Wo war Berlins Regierender Bürgermeister Eberhard Diepgen (CDU), als die Spitzen der Republik gestern morgen um elf am Gelände des Holocaust-Mahnmals den symbolischen Baubeginn zelebrierten? Ganz einfach: Er saß zwei Kilometer weiter im Osten an seinem Schreibtisch im Roten Rathaus.

Dorthin war der Landesvater gleich nach der Gedenkstunde im Bundestag geflüchtet – eine Stunde vor der Zeremonie fürs Mahnmal. Und von dort rollte er zwei Stunden später wieder an, um – gleich neben dem Mahnmalgelände – dem Justizausschuss des Landesparlaments Rede und Antwort zu stehen. Den direkten Weg zwischen den beiden Parlamentsgebäuden hatte Diepgen mit Bedacht vermieden: Schließlich hätte er direkt am Gelände des geplanten Mahnmals entlanggeführt.

Ein Freund der Mahnmals-Idee war der Bürgermeister von Anfang an nicht gewesen. „Wir müssen darauf achten, dass die Provinz in Deutschland nicht den Stolz und die Hauptstadt die Reue verkörpert“, ließ er schon 1994 wissen.
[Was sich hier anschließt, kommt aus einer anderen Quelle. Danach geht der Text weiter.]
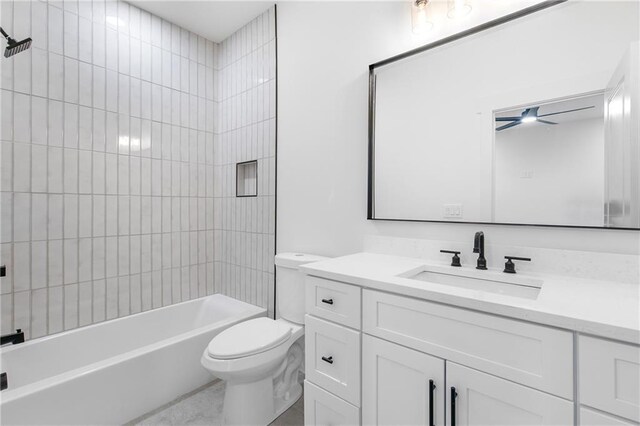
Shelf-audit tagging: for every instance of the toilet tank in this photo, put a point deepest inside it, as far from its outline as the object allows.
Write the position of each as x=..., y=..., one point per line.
x=290, y=284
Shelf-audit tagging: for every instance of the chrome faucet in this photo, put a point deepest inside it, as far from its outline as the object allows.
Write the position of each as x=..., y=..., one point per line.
x=478, y=247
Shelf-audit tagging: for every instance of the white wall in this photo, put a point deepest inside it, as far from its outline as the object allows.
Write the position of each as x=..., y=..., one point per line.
x=324, y=50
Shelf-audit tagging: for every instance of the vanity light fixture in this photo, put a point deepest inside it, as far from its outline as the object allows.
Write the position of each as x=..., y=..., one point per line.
x=458, y=8
x=419, y=17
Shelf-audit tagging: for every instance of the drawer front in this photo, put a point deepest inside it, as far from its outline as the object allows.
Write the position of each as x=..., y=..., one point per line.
x=590, y=417
x=337, y=302
x=332, y=358
x=322, y=408
x=536, y=356
x=609, y=376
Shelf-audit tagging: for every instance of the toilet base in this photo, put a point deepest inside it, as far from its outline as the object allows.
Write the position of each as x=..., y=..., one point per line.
x=255, y=404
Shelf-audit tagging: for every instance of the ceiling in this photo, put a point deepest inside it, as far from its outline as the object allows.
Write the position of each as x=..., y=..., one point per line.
x=595, y=100
x=214, y=20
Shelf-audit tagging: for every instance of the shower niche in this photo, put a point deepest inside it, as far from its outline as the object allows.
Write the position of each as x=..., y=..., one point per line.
x=247, y=179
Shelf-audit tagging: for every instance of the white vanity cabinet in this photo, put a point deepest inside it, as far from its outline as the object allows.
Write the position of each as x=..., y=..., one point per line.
x=400, y=386
x=477, y=398
x=378, y=358
x=332, y=353
x=609, y=380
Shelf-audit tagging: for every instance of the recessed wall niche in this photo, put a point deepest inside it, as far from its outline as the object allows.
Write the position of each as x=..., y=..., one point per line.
x=247, y=179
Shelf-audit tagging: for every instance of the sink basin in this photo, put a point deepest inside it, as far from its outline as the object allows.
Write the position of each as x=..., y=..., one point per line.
x=488, y=281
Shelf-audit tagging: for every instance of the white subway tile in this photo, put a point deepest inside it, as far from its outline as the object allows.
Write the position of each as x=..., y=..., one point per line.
x=98, y=254
x=70, y=125
x=38, y=264
x=70, y=306
x=84, y=259
x=21, y=266
x=70, y=216
x=39, y=223
x=55, y=123
x=85, y=39
x=39, y=27
x=38, y=120
x=99, y=87
x=55, y=309
x=55, y=30
x=112, y=298
x=99, y=300
x=22, y=72
x=56, y=76
x=85, y=228
x=55, y=216
x=70, y=34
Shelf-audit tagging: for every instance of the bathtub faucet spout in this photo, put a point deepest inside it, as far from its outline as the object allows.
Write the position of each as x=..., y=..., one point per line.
x=13, y=338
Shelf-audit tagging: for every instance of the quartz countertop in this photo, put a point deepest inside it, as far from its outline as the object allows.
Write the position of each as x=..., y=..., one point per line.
x=600, y=308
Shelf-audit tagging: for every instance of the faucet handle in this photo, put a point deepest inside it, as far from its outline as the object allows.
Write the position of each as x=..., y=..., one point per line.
x=510, y=267
x=455, y=260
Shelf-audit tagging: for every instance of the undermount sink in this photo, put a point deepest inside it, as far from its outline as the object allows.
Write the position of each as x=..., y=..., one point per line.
x=488, y=281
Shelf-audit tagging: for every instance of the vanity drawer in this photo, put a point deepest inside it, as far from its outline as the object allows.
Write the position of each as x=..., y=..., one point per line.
x=322, y=408
x=332, y=358
x=536, y=356
x=609, y=376
x=337, y=302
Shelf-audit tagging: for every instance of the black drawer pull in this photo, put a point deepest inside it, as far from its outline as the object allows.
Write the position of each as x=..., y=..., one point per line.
x=454, y=394
x=329, y=359
x=432, y=387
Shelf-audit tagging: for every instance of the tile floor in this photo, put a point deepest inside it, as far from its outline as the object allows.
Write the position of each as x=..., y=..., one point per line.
x=204, y=407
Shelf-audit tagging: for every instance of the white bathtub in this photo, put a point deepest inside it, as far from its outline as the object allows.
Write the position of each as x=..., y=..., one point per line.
x=116, y=371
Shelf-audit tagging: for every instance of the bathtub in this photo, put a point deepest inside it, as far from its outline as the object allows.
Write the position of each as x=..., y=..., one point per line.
x=115, y=371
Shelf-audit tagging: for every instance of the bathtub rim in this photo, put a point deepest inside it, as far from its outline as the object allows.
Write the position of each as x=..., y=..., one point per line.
x=10, y=395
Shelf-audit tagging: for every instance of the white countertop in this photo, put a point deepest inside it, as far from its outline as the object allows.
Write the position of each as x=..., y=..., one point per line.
x=601, y=308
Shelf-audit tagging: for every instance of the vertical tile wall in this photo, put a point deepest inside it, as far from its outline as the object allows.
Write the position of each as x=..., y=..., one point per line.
x=246, y=130
x=107, y=165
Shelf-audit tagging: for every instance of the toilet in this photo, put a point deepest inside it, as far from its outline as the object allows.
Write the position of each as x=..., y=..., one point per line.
x=260, y=359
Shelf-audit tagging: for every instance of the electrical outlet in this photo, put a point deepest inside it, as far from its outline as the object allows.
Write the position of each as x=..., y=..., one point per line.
x=452, y=211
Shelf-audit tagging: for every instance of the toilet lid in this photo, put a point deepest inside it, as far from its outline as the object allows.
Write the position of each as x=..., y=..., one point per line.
x=249, y=338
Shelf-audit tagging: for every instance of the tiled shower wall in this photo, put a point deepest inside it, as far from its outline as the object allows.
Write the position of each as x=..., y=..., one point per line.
x=245, y=131
x=107, y=165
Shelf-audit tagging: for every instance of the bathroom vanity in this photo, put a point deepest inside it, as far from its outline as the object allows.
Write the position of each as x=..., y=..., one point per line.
x=392, y=340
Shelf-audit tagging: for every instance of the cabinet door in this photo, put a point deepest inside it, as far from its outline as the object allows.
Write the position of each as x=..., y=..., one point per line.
x=475, y=398
x=400, y=386
x=589, y=417
x=322, y=408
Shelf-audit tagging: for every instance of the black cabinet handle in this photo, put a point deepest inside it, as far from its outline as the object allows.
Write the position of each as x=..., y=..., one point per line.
x=454, y=394
x=432, y=387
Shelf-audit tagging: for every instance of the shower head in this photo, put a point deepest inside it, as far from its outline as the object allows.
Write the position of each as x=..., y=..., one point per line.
x=14, y=47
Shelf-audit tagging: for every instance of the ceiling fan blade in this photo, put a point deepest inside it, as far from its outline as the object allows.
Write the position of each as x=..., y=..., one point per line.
x=564, y=112
x=507, y=126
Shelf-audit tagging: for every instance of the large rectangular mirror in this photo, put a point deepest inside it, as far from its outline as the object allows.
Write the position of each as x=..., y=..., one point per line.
x=532, y=119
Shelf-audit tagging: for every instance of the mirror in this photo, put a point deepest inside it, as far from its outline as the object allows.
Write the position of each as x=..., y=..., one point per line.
x=531, y=119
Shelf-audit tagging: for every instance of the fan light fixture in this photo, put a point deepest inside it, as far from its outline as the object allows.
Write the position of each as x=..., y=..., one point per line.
x=419, y=18
x=458, y=8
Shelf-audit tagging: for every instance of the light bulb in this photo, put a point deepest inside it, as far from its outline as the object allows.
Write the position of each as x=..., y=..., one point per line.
x=458, y=8
x=419, y=17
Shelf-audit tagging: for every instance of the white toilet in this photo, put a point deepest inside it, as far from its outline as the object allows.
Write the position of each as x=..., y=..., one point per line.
x=260, y=358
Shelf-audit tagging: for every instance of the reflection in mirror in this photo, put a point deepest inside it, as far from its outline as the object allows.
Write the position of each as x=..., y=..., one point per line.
x=548, y=162
x=488, y=128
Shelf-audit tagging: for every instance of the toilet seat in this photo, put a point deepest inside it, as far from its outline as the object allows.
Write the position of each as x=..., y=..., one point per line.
x=249, y=338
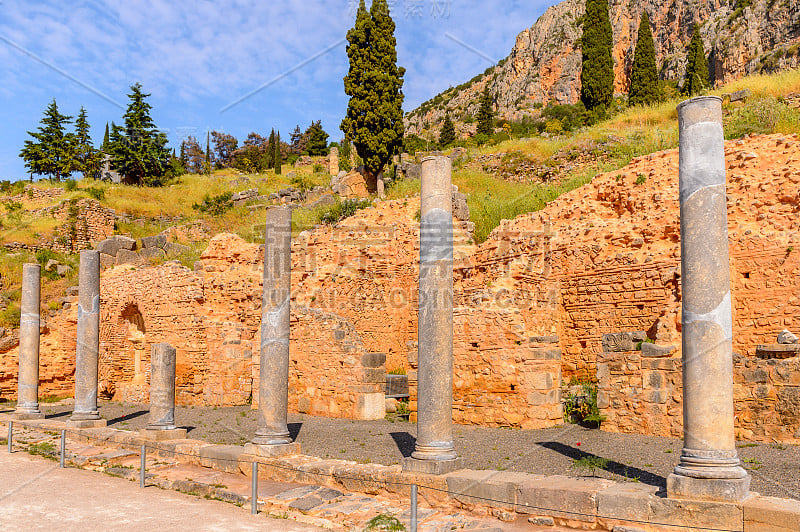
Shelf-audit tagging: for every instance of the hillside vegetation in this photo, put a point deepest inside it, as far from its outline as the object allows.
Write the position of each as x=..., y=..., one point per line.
x=606, y=146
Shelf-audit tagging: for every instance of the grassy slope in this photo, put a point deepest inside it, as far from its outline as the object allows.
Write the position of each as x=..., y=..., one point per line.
x=639, y=131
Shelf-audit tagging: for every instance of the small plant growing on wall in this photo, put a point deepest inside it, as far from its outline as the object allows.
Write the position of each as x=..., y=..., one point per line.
x=582, y=408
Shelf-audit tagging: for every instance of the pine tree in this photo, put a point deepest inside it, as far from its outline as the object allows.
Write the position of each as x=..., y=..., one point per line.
x=696, y=78
x=486, y=113
x=104, y=147
x=644, y=74
x=597, y=73
x=374, y=83
x=138, y=150
x=192, y=156
x=52, y=152
x=276, y=156
x=448, y=133
x=87, y=159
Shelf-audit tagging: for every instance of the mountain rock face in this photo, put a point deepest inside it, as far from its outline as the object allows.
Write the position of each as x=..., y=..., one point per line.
x=740, y=37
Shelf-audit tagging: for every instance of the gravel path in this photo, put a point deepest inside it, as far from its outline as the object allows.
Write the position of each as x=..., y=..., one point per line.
x=649, y=459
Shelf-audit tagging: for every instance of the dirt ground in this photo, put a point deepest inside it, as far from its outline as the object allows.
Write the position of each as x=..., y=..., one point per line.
x=564, y=450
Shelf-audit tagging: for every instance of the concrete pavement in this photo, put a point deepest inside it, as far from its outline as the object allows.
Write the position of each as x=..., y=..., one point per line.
x=36, y=495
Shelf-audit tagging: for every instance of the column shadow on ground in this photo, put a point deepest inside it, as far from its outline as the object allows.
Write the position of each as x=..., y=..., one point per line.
x=405, y=442
x=127, y=417
x=645, y=477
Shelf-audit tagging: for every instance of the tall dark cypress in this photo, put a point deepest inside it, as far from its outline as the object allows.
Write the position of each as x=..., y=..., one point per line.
x=374, y=82
x=696, y=78
x=276, y=154
x=269, y=155
x=104, y=147
x=448, y=133
x=486, y=113
x=597, y=72
x=644, y=74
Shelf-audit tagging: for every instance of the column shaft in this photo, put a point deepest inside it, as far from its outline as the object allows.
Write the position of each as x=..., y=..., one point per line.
x=28, y=380
x=162, y=387
x=273, y=390
x=88, y=343
x=435, y=331
x=709, y=466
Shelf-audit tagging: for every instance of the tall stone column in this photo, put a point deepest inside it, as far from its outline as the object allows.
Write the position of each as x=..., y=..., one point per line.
x=85, y=414
x=333, y=161
x=28, y=379
x=709, y=467
x=162, y=395
x=272, y=436
x=434, y=452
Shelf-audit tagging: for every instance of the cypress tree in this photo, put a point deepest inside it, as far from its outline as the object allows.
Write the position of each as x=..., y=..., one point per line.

Dennoch schob sein Büro, als es Diepgens Nichterscheinen ankündigte, zunächst Zeitnot vor. Diepgen habe andere Termine, hieß es.

Doch ein stichhaltiges Alibi ließ sich nicht konstruieren. Schließlich waren die Persönlichkeiten, mit denen Diepgen einen gewichtigen Alternativtermin hätte vereinbaren können, schon für das Mahnmal gebucht. Also musste der CDU-Politiker vor einer Woche mit der Wahrheit herausrücken. „Sie können von mir nicht erwarten, dass ich zu einem symbolischen Akt gehe und eine Entscheidung lobe, die ich so nicht getroffen hätte“, erklärte er – ganz wie ein trotziger Junge.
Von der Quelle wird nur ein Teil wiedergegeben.